マドリガルコメディ「パルナソスの山巡り」:イタリア方言事情

251107 作:オラツィオ・ヴエッキ
演奏:ラ・フォンテヴェルデ
会場:ハクジュホール
2025年10月31日

最近、コンサートというと雨に降られているような気がする。この日も大雨であった。そういえば、前回ハクジュホールに来た時も雨だった。

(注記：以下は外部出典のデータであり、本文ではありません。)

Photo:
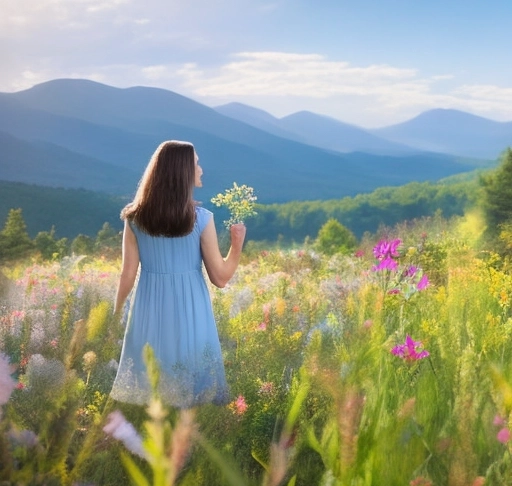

前半20分は松本直美による詳しい解説で開始、後半の1時間が実演というものだった。
そもマドリガルコメディとは何かというと、伝統的な即興喜劇コメディア・デラルテを題材に作曲し声楽アンサンブルで構成したものということでいいのかな。歌手による台詞もあり。

ストーリーはあってなきが如し。娼婦や若い娘に熱を上げる老人や恋人同士の行き違いなど他愛のないもので、時折非常に美しいマドリガルで歌われるが歌詞の内容はバカバカしくてあきれるほどだ。
ラ・フォンテヴェルデの面々はそんな曲の数々を達者に歌って演じていた。テノールの谷口洋介は口上役としても活躍。鍵盤の上尾直毅は今回はなんと4種類の楽器を演奏していた。次回もさらなる挑戦を期待したい。

笑いのツボはイタリア各地の方言が飛び交い、人物同士が何を言ってるのか互いに通じない所にあるという。それを日本の方言を使ってうまく字幕に訳していた。
マルコ・ベロッキオの映画『シチリアーノ 裏切りの美学』では裁判で被告のマフィアの訛りがあまりにひどくて裁判官も検事も誰も理解できないため、公判が中断してしまうという場面があった。(実話らしい)
恐るべし🆘イタリアの方言である。